The father of a righteous man has great joy; he who has a wise son delights in him. Proverbs 23:24
When it became obvious that Daddy would not be able to live at home any more, I was the one to tell him. I had worried over it for many sleepless nights, and when I finally went to his house to tell him that he would need to move into a “retirement apartment” (he wasn’t fooled), I started to cry. As always, his concern turned to me. “Don’t cry, honey pie,” he said. And, he got his clothes together and went to assisted living. Just like that.
As the disease progressed and he was in the hospital, I always took the nighttime shift. I was the one who fought with the nursing staff when they neglected him as he gasped for breath; running down the corridors at midnight, peeling them from their coffee breaks and begging them to help him breathe. I was the one who sat with him in ICU the night he regained consciousness and told me, “Sister, you have always been a real good girl.” I was the one who held his hand all night on his last night here on Earth.

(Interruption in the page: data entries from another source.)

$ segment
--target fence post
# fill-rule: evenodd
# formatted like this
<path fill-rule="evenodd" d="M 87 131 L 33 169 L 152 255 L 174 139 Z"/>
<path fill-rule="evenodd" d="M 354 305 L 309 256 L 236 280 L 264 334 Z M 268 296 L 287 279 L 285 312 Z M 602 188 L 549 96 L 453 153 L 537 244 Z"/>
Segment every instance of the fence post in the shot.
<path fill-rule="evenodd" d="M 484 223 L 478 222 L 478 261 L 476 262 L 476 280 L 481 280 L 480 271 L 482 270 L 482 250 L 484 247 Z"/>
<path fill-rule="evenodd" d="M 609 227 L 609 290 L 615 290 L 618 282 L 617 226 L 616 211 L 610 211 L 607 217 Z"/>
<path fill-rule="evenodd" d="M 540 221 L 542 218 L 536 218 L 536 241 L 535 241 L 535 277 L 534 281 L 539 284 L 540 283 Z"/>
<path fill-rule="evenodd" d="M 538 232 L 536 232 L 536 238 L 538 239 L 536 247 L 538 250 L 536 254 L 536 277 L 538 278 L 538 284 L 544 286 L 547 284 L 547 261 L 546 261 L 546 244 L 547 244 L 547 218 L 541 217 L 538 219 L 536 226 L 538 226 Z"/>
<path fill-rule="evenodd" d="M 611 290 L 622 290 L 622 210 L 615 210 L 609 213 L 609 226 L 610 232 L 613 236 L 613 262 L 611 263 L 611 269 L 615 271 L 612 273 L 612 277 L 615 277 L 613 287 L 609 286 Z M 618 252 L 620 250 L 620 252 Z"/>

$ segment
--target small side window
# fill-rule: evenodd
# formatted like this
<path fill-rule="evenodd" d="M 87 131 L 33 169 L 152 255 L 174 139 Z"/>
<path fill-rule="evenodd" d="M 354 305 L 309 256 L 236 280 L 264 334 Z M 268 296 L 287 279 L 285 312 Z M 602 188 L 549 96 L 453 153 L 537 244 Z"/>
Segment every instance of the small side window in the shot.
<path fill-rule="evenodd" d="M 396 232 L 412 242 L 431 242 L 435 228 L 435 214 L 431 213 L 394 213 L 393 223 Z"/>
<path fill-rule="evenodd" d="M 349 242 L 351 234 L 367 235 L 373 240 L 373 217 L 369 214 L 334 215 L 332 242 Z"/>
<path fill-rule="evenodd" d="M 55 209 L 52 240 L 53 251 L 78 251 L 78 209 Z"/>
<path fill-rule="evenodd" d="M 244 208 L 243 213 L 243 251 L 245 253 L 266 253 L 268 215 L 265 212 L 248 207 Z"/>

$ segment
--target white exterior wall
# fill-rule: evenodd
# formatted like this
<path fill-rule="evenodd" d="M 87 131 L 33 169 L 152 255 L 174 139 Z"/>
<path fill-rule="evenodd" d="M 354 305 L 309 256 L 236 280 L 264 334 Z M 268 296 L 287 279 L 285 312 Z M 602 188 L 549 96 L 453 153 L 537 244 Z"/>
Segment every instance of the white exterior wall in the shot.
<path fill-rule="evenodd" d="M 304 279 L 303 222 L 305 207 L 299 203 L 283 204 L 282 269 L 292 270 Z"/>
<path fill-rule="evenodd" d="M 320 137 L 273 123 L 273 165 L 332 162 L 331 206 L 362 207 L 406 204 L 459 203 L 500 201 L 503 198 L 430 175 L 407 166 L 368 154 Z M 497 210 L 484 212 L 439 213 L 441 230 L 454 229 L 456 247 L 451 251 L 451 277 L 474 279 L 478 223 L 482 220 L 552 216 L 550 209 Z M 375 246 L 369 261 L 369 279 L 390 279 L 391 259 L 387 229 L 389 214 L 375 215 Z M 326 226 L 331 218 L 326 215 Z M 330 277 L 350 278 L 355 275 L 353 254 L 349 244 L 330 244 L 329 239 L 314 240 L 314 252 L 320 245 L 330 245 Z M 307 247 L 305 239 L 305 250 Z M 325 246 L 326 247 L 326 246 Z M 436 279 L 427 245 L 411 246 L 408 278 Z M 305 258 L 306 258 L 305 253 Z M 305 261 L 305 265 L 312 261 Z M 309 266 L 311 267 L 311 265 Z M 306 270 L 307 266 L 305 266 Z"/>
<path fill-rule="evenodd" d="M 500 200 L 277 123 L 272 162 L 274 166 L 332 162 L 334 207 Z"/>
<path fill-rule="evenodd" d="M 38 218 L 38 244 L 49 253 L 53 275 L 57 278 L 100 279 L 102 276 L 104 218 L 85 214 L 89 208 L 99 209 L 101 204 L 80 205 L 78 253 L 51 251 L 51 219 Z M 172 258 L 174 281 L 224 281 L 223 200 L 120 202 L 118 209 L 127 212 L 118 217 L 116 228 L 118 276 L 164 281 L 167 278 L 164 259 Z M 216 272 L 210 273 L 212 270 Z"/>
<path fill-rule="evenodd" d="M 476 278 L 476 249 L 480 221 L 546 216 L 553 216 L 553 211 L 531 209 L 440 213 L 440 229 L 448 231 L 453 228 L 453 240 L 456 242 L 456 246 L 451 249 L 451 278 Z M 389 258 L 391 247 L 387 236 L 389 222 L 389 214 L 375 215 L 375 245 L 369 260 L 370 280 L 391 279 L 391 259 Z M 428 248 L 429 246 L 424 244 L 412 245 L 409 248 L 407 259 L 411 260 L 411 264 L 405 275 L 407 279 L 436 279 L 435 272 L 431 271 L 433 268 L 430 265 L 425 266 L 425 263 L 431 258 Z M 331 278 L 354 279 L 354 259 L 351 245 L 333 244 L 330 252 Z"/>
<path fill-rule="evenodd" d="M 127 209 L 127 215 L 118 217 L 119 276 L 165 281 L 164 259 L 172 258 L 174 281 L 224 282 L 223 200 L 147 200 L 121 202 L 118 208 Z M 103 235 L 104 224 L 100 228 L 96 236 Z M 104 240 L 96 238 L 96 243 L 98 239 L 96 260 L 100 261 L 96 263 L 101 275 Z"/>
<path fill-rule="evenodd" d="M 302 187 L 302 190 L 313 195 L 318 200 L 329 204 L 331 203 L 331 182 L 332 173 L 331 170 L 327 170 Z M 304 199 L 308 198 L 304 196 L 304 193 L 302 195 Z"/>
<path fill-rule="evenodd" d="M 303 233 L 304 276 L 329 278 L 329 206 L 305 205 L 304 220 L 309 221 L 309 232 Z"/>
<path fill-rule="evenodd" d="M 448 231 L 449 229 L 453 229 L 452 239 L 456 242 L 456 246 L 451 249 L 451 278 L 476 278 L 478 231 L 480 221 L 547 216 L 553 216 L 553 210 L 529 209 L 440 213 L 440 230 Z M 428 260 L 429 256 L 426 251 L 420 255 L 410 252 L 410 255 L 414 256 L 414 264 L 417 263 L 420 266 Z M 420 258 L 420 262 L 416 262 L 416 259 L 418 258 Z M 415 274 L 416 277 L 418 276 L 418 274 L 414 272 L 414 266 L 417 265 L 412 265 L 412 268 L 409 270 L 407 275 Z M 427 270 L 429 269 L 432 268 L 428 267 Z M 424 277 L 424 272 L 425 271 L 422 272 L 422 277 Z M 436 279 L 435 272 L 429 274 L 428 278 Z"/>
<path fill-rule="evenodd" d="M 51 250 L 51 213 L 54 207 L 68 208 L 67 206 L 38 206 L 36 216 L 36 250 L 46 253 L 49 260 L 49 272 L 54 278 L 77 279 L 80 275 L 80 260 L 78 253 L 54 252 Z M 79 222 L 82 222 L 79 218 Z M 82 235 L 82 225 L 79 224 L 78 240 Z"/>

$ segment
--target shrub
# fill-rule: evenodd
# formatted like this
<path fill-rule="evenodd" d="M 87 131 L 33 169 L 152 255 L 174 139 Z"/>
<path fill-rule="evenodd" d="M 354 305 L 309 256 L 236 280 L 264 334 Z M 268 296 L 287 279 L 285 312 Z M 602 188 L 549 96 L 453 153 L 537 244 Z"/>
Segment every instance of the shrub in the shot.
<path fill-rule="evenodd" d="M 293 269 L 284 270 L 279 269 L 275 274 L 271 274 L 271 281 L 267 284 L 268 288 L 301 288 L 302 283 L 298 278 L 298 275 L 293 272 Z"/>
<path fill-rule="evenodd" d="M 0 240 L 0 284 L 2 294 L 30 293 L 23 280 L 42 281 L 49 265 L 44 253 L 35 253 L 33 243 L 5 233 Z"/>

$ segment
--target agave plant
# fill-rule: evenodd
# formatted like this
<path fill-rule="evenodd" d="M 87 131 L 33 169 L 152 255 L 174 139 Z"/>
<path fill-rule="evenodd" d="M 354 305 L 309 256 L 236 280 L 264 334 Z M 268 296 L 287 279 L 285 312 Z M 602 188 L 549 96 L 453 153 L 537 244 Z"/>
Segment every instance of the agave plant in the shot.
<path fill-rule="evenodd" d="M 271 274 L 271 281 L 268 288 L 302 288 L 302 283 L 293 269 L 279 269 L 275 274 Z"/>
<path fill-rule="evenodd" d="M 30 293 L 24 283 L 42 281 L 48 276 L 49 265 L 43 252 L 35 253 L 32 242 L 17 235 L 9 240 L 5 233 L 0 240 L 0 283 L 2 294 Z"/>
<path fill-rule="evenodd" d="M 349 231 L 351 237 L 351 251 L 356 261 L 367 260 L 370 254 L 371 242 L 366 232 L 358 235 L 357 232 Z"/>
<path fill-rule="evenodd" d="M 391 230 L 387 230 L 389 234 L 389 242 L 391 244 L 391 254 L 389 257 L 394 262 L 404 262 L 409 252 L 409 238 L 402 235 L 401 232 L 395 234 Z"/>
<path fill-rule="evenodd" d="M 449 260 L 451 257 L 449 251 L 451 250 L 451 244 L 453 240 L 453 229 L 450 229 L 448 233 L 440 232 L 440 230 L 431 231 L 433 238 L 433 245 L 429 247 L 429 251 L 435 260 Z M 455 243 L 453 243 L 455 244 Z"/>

I won’t say that it was always easy and pleasant. Alzheimer’s robs a lot from a strong, independent man. Poppy fought the disease and he fought the loss of independence. But, he never lost his sense of humor. Actually, what prompted me to write this article was my mimicking one of the funny things that he used to do. I didn’t even realize that I was doing it.
Whenever we were in a store, or on a boat dock, or in a restaurant, moving as a group to another place, he would point and say, “Walk this way,” then do a funny little jig and walk away (maybe you had to be there). But, we always laughed and followed him, mimicking his walk. Last week, when I instructed my nieces and nephews to “walk this way” in the parking lot of the ice cream parlor, it made me laugh and remember Poppy in a happy way. I thought back to the last time I took him to the VA clinic, only weeks before he became bedridden, when the nurse called us to the examination room, telling us to “walk this way.” Well, he broke into his walking-this-way strut, and I of course, followed suit.
Poppy was not a perfect man, but he was a real good one. He loved his three daughters with all of his heart. He never raised a hand to us, but we would do anything to keep from disappointing him.The way he lived, with a heart for the underdog, and the way that he died, with a sense of humor and humility and grace, taught us all a great lesson. He really did teach us to “walk this way.”